5. Send out feelers. A long lead time will allow you to gradually broach the subject of marriage to your children, starting with something like, “Do you like Roy? He likes you a lot,” eventually leading up to the marriage as an exciting opportunity, rather than a frightening upheaval. If the response is a loud negative, be tolerant and resist resorting to guilt, such as: “Don’t you want Mommy to be happy?” You don’t need your children’s permission to remarry, but you do need to listen to their opinions and respect their feelings.
RESPECT, NOT RESENTMENT “I thought that building a blended family was going to be easy since the kids and I were already friends,” stepmom Guia says. “But because Roy’s two kids thought of me as their barkada, they had a hard time relating to me as an authority figure. They’d say, ‘Why are you doing this? I thought you were my friend!’ And I was afraid to be stern with them because I didn’t want to lose our friendship.”

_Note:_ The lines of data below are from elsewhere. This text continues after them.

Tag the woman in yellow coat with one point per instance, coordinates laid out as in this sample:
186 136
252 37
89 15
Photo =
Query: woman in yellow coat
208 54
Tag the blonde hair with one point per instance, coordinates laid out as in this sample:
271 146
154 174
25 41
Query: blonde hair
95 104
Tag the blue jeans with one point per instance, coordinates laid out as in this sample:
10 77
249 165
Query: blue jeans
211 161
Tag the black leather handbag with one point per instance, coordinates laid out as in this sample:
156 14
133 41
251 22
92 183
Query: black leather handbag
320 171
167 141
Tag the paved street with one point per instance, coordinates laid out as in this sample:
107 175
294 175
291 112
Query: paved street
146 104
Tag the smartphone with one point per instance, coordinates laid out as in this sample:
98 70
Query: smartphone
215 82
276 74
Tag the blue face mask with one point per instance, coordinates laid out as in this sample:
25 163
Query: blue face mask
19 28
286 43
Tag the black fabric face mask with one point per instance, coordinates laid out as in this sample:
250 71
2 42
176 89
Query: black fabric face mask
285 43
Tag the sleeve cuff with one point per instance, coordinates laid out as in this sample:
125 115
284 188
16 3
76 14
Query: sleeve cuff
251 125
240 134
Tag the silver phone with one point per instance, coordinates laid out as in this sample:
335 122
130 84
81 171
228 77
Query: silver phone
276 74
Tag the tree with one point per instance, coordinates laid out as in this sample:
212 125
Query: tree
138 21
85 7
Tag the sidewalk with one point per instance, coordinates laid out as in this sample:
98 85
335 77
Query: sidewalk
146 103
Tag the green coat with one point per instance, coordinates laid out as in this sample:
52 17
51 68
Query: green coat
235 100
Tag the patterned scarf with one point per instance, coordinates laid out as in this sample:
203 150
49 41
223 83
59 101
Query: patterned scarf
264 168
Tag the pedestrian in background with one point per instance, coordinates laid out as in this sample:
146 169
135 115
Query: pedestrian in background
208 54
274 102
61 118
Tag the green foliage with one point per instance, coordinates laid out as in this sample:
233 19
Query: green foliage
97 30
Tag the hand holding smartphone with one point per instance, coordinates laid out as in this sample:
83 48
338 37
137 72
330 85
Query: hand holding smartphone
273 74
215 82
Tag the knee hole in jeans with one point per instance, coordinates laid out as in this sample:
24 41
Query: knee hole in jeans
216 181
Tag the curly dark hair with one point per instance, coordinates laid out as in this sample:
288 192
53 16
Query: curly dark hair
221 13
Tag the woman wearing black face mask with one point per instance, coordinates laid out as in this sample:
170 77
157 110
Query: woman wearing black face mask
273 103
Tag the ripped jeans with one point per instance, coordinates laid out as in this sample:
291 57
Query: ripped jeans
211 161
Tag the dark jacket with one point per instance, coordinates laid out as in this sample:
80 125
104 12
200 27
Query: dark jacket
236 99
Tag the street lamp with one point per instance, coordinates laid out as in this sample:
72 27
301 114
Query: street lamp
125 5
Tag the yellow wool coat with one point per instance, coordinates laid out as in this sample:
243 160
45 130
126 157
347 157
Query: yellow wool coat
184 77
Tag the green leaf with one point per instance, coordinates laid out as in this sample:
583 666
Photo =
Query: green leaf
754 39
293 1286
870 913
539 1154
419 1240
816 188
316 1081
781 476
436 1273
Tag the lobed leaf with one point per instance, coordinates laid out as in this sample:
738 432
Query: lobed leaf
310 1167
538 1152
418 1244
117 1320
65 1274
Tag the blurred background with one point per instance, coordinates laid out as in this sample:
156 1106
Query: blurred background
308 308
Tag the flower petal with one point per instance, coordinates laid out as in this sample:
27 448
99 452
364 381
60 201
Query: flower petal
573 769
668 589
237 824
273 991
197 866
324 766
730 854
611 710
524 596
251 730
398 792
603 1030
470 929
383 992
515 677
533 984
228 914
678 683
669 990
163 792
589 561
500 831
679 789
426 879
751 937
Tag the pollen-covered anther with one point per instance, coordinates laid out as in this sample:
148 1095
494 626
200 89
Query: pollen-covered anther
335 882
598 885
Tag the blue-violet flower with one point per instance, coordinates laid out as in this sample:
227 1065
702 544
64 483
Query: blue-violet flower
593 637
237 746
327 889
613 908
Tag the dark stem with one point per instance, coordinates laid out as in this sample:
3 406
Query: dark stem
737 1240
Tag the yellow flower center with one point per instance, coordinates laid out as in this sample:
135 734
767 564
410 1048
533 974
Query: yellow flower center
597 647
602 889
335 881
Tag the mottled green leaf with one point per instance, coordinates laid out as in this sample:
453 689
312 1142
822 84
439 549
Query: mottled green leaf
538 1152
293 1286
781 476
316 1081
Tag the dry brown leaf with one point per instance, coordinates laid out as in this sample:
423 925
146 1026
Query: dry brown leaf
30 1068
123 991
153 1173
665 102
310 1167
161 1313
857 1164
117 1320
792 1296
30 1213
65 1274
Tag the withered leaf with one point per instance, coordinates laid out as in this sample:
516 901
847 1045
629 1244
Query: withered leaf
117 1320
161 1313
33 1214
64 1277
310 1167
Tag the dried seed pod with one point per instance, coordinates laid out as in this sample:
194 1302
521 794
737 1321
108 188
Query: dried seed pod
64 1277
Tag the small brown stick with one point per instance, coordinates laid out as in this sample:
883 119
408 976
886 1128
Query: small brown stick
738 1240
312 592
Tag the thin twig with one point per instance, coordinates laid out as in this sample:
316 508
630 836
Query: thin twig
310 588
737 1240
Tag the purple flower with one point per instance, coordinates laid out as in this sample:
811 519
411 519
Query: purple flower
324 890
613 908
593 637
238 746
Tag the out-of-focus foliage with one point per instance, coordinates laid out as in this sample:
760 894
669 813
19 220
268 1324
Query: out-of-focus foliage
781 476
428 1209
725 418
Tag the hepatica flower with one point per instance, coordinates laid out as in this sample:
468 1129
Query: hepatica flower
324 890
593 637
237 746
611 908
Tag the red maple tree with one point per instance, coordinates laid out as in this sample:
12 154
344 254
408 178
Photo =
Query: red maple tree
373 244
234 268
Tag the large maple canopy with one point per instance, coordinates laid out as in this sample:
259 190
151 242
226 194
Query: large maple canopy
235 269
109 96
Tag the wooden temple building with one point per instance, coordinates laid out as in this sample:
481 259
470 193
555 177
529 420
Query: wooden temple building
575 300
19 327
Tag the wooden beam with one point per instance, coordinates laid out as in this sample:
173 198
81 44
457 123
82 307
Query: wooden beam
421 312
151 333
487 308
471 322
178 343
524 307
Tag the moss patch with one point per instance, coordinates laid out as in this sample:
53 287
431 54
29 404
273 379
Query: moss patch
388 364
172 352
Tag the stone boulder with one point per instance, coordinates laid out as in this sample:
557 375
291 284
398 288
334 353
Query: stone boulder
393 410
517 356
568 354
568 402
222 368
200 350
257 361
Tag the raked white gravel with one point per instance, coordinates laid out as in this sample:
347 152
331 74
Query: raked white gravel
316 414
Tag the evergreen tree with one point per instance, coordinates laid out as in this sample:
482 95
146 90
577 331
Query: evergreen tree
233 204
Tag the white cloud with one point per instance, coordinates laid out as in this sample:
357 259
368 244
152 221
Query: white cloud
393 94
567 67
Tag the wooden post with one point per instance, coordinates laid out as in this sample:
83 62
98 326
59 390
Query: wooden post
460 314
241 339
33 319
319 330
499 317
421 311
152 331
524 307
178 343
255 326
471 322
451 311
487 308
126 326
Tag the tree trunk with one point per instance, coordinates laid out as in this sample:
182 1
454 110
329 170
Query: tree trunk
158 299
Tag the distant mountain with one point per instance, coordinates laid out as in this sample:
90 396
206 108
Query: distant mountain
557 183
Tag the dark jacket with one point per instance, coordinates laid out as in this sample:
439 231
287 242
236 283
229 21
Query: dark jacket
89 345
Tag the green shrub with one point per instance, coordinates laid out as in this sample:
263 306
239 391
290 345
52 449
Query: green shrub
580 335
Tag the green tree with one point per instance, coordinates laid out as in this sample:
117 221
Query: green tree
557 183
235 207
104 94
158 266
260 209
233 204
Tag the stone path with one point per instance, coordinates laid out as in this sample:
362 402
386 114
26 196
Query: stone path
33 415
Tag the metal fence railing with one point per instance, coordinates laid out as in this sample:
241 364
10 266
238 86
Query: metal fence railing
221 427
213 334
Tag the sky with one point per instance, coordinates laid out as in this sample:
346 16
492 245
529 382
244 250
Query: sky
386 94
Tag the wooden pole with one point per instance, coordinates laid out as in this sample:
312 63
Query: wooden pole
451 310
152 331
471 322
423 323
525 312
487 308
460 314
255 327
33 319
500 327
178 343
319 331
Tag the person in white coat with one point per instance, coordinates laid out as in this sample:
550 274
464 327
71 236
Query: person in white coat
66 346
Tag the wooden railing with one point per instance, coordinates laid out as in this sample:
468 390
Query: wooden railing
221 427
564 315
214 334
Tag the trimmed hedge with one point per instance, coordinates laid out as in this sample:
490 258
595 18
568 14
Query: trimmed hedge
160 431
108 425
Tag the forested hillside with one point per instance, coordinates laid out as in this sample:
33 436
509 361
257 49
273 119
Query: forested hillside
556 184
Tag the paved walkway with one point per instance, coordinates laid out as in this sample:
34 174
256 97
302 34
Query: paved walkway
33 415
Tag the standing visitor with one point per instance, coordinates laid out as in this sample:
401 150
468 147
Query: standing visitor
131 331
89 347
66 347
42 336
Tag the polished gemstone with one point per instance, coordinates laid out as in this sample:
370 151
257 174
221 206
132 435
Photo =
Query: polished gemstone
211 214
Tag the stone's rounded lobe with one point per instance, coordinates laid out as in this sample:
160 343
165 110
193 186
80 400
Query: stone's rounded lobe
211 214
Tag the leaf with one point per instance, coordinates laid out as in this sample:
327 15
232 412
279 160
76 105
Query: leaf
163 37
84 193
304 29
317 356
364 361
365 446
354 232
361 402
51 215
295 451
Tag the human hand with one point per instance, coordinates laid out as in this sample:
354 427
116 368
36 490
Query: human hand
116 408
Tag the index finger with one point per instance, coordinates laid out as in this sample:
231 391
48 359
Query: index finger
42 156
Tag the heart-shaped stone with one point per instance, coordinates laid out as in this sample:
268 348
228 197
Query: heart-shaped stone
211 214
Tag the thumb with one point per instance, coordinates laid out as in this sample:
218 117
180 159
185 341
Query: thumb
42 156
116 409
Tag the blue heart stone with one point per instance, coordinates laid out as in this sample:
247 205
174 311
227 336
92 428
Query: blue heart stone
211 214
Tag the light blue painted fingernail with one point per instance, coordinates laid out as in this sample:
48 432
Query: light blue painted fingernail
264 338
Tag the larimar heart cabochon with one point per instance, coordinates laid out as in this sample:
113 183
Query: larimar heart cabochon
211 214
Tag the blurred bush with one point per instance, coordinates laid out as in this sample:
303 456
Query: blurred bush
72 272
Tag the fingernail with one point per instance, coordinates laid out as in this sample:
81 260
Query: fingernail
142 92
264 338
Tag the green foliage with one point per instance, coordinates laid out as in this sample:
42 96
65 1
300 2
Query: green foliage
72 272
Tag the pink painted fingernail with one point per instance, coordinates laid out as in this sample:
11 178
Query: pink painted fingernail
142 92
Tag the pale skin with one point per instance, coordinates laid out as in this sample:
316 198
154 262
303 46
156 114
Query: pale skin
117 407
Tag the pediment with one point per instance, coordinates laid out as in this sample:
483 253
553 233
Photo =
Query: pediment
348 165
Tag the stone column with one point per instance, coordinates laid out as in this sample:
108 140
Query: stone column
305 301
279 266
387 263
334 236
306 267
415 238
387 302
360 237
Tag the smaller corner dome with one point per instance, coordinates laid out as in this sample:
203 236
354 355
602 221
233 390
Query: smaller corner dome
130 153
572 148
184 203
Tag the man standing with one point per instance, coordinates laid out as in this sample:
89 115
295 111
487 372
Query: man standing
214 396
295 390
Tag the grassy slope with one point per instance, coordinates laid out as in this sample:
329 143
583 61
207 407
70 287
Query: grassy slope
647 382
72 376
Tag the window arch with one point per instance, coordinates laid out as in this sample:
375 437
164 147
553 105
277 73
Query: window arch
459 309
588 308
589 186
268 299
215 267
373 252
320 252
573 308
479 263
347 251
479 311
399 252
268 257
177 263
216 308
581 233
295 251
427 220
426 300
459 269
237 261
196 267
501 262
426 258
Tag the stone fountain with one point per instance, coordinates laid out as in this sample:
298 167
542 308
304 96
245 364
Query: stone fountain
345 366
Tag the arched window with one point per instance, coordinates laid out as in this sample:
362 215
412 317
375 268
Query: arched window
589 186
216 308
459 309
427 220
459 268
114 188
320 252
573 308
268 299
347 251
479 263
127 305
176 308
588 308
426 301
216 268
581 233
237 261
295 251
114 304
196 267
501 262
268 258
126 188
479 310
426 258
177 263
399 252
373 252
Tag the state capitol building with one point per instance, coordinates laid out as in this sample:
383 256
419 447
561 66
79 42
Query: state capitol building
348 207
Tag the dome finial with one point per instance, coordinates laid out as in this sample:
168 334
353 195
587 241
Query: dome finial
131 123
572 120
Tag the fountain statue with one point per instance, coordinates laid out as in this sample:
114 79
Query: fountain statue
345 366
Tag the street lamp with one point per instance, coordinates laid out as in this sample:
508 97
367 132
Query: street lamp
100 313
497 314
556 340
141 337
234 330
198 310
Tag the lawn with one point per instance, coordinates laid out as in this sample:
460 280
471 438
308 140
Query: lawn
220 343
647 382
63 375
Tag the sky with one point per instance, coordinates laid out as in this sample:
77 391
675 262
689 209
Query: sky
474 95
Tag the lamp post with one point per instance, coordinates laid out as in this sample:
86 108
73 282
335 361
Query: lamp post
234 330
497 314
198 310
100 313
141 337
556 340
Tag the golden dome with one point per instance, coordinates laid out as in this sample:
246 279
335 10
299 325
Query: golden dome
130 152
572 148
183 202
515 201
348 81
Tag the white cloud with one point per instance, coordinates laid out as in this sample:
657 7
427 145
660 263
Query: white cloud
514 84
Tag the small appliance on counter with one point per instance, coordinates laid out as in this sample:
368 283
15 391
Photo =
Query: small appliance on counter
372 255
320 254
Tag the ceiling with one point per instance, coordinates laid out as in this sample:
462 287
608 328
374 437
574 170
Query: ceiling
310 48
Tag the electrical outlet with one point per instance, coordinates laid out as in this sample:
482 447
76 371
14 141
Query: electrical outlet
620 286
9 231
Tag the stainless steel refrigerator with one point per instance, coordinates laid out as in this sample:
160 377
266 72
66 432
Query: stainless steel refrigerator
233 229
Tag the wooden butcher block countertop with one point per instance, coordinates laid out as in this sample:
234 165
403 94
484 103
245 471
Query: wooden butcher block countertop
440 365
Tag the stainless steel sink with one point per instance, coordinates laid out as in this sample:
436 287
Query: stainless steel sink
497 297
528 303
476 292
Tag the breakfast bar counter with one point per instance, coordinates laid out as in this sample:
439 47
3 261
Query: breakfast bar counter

People don’t always realize that the rules change when the family changes, says family counselor Cheng. “Even when they’ve already become comfortable with each other, as in Guia’s case, they may not be comfortable dealing with each other as parent and child. So it’s really a good idea to specify everybody’s roles, responsibilities, and rights in the new household.”
Of course, she adds, just talking about it isn’t enough -- if you want the kids to respect you as an authority figure, you have to act like one, even if that means they’ll resent you for a little while. “But discussing it openly will make it easier for you to stick to what’s been agreed on. In the long run, a firm stance combined with open lines of communication will earn you respect instead of resentment.”